The primary uptrend has reasserted itself with conviction, with the index holding comfortably above the 7,000 psychological floor. However, signs of anxiety are present, with the VIX volatility index jumping 9% to just over 19. Options traders are pricing in the possibility of renewed volatility, even as they chase the rally. Demand for call options has surged, with the one-month S&P 500 call option skew jumping from a one-year low to a 90th percentile high, a classic sign of "fear of missing out" (FOMO). At the same time, demand for downside protection has collapsed, with put skew falling to a 15th percentile low.
This leaves the market in a precarious position, seemingly driven by momentum while ignoring potential risks.
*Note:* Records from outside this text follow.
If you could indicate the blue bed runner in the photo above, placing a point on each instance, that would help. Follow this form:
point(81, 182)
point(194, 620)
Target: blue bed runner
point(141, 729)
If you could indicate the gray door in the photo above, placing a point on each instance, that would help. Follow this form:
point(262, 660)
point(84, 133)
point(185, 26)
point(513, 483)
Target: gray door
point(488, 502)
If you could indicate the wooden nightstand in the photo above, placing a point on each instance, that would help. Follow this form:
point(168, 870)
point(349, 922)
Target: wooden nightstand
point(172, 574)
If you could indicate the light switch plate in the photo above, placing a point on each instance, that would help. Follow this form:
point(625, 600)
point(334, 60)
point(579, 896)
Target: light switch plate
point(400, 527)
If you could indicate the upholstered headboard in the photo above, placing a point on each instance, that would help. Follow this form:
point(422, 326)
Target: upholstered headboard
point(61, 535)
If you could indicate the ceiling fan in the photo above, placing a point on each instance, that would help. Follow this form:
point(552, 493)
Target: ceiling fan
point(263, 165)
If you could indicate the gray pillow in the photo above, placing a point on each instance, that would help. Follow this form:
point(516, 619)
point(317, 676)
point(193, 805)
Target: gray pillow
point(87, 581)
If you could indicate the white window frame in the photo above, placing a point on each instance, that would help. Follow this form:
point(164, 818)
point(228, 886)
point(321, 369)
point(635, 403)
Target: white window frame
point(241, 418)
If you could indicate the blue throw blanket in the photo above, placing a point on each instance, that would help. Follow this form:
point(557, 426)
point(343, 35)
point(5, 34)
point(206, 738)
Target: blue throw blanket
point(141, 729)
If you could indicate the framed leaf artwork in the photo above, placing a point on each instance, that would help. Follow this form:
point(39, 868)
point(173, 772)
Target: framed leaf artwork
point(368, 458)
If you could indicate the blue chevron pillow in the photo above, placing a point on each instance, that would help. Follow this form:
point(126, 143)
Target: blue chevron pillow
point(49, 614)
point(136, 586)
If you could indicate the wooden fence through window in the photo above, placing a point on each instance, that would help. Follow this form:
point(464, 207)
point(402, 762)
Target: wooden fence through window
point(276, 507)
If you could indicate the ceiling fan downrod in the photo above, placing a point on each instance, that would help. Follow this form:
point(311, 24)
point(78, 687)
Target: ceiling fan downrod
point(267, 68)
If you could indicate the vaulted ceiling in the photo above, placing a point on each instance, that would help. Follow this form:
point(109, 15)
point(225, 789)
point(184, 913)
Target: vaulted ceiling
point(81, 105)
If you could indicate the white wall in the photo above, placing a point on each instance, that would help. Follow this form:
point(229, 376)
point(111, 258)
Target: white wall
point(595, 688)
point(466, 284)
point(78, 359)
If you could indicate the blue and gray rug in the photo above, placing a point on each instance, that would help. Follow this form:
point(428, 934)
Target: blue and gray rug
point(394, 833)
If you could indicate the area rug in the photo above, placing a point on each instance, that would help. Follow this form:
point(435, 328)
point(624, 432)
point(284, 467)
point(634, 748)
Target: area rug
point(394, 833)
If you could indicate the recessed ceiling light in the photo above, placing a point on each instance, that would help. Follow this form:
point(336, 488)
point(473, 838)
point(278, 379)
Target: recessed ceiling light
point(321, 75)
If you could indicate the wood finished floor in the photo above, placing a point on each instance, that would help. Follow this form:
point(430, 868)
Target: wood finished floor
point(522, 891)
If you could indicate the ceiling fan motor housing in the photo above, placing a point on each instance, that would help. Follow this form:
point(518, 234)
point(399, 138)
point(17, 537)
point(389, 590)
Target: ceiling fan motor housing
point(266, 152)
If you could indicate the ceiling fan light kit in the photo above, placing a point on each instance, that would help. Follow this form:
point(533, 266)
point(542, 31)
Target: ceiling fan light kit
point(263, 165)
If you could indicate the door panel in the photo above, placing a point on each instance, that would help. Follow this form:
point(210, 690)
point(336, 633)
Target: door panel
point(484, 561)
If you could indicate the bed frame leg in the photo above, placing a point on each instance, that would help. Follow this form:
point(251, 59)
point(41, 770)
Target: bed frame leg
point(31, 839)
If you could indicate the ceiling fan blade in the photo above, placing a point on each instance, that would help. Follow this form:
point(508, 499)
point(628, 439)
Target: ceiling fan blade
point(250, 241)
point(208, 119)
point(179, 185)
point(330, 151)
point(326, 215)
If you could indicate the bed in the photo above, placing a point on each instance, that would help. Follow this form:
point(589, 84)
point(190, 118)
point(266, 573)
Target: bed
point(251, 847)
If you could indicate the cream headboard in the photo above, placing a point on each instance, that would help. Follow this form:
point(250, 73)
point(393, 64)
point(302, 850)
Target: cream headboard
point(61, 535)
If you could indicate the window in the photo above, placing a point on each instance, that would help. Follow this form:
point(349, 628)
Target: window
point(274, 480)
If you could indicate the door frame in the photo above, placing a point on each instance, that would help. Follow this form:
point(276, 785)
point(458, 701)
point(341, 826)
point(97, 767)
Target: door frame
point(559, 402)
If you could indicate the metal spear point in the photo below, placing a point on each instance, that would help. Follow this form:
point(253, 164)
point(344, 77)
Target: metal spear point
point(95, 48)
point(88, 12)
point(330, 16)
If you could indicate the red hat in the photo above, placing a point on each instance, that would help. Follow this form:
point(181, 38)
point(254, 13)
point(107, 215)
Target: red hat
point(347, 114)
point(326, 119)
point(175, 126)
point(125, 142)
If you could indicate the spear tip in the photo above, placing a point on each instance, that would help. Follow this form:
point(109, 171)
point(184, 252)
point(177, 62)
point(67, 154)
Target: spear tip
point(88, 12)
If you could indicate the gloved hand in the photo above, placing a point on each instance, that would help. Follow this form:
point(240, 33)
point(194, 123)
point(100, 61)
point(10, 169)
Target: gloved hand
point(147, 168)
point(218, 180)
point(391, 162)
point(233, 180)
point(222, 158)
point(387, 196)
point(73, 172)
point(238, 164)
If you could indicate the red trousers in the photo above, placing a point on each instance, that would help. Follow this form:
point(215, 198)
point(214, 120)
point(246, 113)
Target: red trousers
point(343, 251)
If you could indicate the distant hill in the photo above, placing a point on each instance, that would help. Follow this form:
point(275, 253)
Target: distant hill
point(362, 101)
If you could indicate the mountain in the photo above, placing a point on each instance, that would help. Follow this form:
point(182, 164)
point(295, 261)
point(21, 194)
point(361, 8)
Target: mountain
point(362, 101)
The focus now shifts to a heavy week of economic data, with retail sales on Tuesday and Tesla's earnings on Wednesday. A strong retail number could confirm that consumer spending remains robust despite higher energy prices, providing the fundamental justification needed to sustain the market's run. Until then, traders are willing to bet the trend will continue, with bullish strategies like selling out-of-the-money put spreads on high-beta names like Nvidia and Alphabet becoming more common.
The Options Story
The surge in bullish sentiment is most evident in the derivatives market. According to Cboe's analysis, after initial skepticism, traders have dramatically increased their bets on further upside since April 8. The S&P 500 put/call ratio fell below 1 last week, a "highly unusual" event, according to Xu, that last occurred in November 2019. This indicates that, for the first time in over four years, more call options (bets on a rising market) are trading than put options (bets on a falling market).
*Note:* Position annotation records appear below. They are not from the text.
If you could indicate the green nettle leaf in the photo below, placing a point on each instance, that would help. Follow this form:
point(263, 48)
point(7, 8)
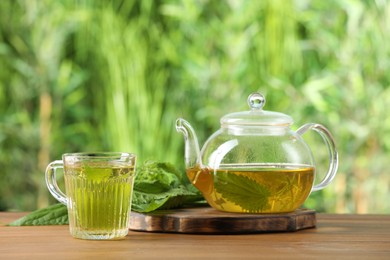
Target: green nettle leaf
point(242, 191)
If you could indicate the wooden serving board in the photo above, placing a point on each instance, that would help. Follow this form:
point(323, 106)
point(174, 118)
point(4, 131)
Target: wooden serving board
point(207, 220)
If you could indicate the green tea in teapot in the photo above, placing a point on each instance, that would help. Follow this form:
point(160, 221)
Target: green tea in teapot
point(254, 188)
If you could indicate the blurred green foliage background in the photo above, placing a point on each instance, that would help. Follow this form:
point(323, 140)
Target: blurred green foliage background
point(86, 75)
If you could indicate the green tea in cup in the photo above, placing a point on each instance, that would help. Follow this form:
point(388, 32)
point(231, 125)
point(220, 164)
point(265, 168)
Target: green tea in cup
point(98, 192)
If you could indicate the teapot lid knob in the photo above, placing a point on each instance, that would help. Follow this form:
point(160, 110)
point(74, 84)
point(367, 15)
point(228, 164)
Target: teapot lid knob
point(256, 101)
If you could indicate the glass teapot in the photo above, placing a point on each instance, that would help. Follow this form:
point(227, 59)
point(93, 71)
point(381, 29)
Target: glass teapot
point(255, 163)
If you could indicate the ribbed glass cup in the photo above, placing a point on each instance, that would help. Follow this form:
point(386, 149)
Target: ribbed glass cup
point(98, 194)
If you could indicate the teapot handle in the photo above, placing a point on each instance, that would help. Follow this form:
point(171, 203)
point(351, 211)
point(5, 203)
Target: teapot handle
point(333, 155)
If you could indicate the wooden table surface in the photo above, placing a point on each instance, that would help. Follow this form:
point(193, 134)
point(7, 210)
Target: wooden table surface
point(335, 237)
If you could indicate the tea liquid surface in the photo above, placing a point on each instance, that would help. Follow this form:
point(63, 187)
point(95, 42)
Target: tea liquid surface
point(99, 198)
point(260, 188)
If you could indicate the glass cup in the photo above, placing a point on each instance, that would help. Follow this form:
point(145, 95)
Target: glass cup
point(99, 189)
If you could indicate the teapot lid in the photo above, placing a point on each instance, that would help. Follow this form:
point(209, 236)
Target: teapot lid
point(256, 116)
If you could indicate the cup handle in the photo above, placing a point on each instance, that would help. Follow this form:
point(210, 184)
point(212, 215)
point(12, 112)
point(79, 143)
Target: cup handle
point(51, 181)
point(333, 155)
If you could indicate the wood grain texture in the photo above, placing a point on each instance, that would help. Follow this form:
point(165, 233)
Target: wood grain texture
point(208, 220)
point(335, 237)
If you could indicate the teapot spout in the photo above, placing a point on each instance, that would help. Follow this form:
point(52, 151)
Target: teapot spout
point(192, 152)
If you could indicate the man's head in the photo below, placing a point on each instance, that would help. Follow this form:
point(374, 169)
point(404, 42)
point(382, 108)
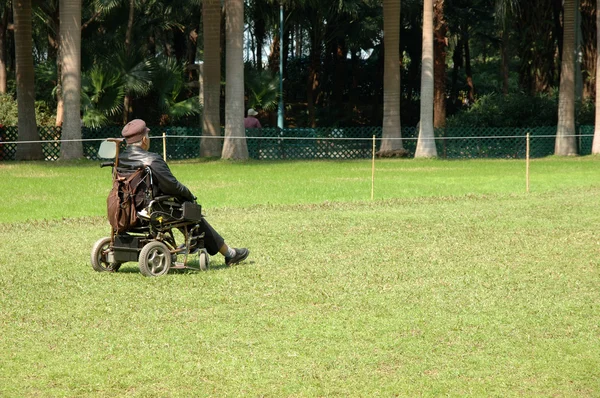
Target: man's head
point(135, 132)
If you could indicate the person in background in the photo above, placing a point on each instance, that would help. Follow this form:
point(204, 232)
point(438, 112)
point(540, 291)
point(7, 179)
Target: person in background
point(136, 155)
point(251, 122)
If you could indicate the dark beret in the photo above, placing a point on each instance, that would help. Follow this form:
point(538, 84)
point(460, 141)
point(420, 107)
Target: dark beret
point(134, 131)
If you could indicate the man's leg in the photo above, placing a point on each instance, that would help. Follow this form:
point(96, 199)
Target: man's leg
point(214, 243)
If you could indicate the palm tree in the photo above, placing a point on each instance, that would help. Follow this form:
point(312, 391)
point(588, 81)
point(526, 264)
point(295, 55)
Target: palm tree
point(391, 134)
point(4, 10)
point(439, 68)
point(596, 142)
point(168, 84)
point(234, 145)
point(210, 146)
point(102, 95)
point(566, 144)
point(25, 82)
point(426, 142)
point(70, 42)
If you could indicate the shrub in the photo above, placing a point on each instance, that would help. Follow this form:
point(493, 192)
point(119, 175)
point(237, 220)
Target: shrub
point(512, 110)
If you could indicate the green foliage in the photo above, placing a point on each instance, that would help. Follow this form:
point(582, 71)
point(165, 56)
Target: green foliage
point(168, 85)
point(9, 115)
point(512, 110)
point(102, 95)
point(262, 89)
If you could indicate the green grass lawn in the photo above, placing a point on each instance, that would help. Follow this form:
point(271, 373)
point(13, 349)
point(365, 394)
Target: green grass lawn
point(453, 281)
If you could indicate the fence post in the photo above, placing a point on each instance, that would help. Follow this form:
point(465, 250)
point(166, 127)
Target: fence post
point(527, 164)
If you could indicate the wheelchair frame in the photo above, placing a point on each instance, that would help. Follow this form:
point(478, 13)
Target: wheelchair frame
point(152, 242)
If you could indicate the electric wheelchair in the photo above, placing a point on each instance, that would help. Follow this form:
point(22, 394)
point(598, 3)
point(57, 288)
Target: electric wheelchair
point(151, 240)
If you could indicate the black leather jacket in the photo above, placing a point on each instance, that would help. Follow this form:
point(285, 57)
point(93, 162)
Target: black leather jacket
point(163, 181)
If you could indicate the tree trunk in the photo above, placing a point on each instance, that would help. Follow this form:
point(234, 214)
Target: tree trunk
point(566, 144)
point(234, 145)
point(504, 60)
point(3, 29)
point(426, 142)
point(391, 132)
point(70, 51)
point(127, 100)
point(468, 71)
point(210, 145)
point(312, 83)
point(439, 70)
point(588, 31)
point(596, 141)
point(25, 82)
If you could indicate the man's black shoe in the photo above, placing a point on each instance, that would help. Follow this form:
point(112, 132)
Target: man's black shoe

This activity is not just confined to broad index products. As earnings season gets into full swing, traders are targeting individual stocks, particularly in the technology sector. The Cboe's Magnificent 10 index, which includes giants like Nvidia, Alphabet, and Tesla, has surged over 22% since the end of March, with retail investors accounting for over 80% of the volume in some cases.
Technicals and Catalysts
From a technical standpoint, the market remains in a strong position. The S&P 500 is holding above its 21-day exponential moving average, and the daily Relative Strength Index (RSI) is in overbought territory above 70. While this might seem like a warning sign, in a strong power trend, RSI can remain elevated for extended periods as the index continues to grind higher. Key support levels are now at the 7,000 breakout band and the broader trend marker at 6,750.
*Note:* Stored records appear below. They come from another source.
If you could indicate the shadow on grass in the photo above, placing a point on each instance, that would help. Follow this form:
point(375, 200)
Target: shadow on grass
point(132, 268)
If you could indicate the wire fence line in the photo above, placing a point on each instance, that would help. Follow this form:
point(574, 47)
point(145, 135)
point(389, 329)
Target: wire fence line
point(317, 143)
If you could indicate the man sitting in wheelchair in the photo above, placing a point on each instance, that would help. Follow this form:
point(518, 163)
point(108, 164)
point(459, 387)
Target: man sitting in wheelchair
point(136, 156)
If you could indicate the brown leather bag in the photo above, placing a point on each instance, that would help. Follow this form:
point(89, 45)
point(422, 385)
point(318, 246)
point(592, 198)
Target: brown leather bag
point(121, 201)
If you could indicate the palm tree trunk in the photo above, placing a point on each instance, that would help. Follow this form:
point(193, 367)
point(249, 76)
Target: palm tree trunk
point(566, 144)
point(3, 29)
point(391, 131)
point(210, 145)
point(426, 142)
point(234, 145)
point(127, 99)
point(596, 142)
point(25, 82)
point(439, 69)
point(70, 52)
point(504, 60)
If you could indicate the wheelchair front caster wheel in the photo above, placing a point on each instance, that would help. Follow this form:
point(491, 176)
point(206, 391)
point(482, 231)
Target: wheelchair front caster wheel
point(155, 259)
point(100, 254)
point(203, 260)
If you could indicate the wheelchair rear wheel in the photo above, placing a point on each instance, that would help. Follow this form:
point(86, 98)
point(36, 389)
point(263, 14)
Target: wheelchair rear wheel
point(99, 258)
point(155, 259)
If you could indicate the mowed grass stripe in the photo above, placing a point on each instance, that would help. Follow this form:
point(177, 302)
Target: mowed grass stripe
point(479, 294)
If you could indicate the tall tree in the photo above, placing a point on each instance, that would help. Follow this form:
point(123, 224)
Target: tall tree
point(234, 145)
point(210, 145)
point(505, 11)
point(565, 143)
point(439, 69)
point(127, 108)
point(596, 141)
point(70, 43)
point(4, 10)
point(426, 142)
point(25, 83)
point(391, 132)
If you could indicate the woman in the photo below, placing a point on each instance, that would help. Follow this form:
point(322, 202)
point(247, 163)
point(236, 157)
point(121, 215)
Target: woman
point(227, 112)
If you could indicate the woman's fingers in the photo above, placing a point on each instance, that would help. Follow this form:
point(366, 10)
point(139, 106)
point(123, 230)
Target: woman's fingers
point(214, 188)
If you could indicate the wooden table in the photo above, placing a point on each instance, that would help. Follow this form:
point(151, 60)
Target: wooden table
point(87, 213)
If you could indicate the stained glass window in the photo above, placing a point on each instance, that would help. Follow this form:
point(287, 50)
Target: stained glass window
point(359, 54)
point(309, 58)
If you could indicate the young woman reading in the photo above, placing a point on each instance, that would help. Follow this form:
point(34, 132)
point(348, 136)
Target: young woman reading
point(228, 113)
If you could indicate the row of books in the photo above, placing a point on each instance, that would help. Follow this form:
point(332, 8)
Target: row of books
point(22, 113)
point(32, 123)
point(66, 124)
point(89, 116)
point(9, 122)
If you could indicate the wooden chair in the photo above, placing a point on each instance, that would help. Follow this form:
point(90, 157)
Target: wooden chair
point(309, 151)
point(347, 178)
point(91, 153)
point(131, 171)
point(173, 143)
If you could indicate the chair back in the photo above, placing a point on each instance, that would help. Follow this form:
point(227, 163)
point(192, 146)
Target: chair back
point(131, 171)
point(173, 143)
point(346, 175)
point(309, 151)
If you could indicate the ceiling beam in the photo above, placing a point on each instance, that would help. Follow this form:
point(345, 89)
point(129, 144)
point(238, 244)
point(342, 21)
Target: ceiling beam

The main risk is a negative surprise from this week's data. The market is counting on Tuesday's Retail Sales and Pending Home Sales figures to confirm a healthy consumer. A miss could quickly unwind the recent FOMO-driven rally. Similarly, Wednesday's Tesla earnings will be a key barometer for the high-growth tech sector. Any signs of weakness could give bears the ammunition they've been waiting for. For now, the path of least resistance remains higher, but with volatility stirring just beneath the surface, two-sided intraday swings are likely to become the norm.
This article is for informational purposes only and does not constitute investment advice.